Выбрать главу

Стихотворение «С тех пор как я один, с тех пор как ты далеко…» соткано из слов «избранных» (Пушкин): око души, явственней, духовная, лик, взор. Но сквозь эти речевые формулы пробиваются чисто толстовские интонации – простые, искренние, задушевные, поддерживаемые доверительным, интимным синтаксисом:

Мы думою, скажи, проникнуты ль одной?

И видится ль тебе туманный образ брата,

С улыбкой грустною склоненный над тобой?

Никто до Толстого не писал о разлуке так, как в стихотворении «На нивы желтые нисходит тишина…»:

На нивы желтые нисходит тишина;

В остывшем воздухе от меркнущих селений,

Дрожа, несется звон. Душа моя полна

Разлукою с тобой и горьких сожалений.

И каждый мой упрек я вспоминаю вновь,

И каждое твержу приветливое слово,

Что мог бы я сказать тебе, моя любовь,

Но что внутри себя я схоронил сурово!

Традиционно-элегическая тема раскрывается здесь в форме конкретного личного переживания, в его реальном психологическом движении. И хотя прием переключения внимания с природы на человека не нов (вспомним, к примеру, Тютчева и Майкова), он, однако, выявляет своеобразие лирико-философских раздумий Толстого. Индивидуальность переживания у него не связана с особым напряжением, «озарением» мысли, а образная система далека от тютчевской драматической метафоричности. Толстому, кроме того, присуща интимность интонации, которой недостает Майкову.
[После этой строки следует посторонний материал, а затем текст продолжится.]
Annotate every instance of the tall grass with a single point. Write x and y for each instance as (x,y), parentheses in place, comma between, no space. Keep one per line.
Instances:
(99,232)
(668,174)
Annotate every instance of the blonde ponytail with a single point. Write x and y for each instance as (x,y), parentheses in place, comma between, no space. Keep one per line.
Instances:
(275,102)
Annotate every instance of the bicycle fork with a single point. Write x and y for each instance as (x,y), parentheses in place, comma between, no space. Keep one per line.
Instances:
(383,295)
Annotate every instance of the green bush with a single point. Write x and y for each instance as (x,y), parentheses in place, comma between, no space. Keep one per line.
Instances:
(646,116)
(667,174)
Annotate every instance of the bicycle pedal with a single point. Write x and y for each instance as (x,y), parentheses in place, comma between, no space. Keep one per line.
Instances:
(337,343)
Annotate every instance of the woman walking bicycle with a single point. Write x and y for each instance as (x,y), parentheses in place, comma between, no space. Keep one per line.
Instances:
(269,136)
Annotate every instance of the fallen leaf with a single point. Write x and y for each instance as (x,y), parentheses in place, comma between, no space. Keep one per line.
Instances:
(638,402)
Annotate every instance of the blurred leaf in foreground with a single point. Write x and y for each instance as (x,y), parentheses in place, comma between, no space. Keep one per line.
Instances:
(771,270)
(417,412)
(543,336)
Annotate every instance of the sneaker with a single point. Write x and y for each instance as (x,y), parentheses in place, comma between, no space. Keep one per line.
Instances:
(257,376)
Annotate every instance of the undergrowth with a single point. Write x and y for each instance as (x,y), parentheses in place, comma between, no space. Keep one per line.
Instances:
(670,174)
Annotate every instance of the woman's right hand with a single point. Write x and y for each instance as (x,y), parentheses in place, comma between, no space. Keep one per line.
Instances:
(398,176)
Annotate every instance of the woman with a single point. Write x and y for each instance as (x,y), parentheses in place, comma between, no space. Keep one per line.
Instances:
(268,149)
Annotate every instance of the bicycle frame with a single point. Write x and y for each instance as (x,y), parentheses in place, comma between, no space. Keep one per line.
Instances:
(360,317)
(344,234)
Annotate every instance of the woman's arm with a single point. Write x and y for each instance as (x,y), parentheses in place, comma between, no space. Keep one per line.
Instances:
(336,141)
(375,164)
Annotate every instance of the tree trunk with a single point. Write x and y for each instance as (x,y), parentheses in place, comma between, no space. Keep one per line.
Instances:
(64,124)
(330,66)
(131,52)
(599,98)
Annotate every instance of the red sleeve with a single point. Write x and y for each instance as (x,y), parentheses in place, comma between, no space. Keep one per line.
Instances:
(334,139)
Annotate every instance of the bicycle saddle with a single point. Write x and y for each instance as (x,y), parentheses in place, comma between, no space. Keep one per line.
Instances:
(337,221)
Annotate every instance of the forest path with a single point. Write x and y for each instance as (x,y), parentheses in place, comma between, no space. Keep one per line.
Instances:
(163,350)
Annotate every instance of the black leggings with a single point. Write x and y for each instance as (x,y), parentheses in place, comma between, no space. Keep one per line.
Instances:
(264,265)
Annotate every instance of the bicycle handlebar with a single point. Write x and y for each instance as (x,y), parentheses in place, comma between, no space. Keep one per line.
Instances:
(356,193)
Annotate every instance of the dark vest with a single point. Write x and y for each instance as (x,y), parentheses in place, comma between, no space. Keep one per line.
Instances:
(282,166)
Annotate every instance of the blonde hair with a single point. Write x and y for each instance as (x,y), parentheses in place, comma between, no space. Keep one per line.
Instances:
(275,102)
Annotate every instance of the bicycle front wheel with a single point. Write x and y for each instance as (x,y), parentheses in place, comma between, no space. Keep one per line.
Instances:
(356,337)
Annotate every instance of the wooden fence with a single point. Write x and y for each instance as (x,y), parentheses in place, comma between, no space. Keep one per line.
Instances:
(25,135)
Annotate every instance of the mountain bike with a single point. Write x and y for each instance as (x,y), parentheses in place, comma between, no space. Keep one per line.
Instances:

Поэт искал новые, сильные и гибкие, художественные средства, чтобы точно передать сложную гамму чувств лирического героя. При этом он не гнался за внешне эффектными новациями и не страшился ни традиционного словоупотребления, ни даже, как мы видели, особого рода «небрежности». В упоминаемом письме к Б. Маркевичу, с которым Толстой приятельствовал, читаем: «Некоторые вещи должны быть чеканными, иные же имеют право или даже не должны быть чеканными, иначе они покажутся холодными.» Вот так: определенно и точно.

В стихотворении «О, если б ты могла, хоть на единый миг…» поэт, обращаясь к романсно-мелодической интонации в духе Жуковского, прибегает, казалось бы, к устойчивой образности: печаль, невзгоды, грусть, счастливейшие годы. Но в стилистике Толстого-лирика (стихотворение имеет личный характер и обращено к супруге, Софье Андреевне Миллер) привычная лексика обретает свежие черты. Поэт возвращает отвлеченным формулам элегической печали живую конкретность, а удачный образ засветится слеза изнутри освещает всю лирическую пьесу, сообщая ей новые смысловые и экспрессивные оттенки. И самые привычные слова уже звучат поэтически неожиданно. Создается привычная для интимно-психологической лирики Толстого атмосфера одухотворенности.

Есть в этой элегии еще два примечательных «вечных» образа: пролетная гроза и тень от облаков, бегущая по нивам. Притягательные и конкретно‑точные, они как завершающий аккорд венчают лирический монолог.

При всей высокой простоте стихотворение «Смеркалось, жаркий день бледнел неуловимо…» еще держится на классических образах: над озером туман, вечерний тихий час, очи грустные, кроткий образ твой. Его поэтический строй основан на мелодических романсных повторах, на романтически окрашенной лексике. Но поэт и здесь преодолевает традицию. Словно оживляя (почти незаметно) семантические связи стиха, он извлекает из слов – путем их особого подбора и сочетания друг с другом – тонкие дифференцирующие оттенки. Во второй строфе достойны внимания два образа, вносящие дополнительные краски к психологическому портрету героини: улыбка и очи грустные. Такое противоречие вызывает «эстетическую реакцию» (т. е. двойственное восприятие), создает глубинный подтекст. Читаем:

Смеркалось, жаркий день бледнел неуловимо,

Над озером туман тянулся полосой,

И кроткий образ твой, знакомый и любимый,

В вечерний тихий час носился предо мной.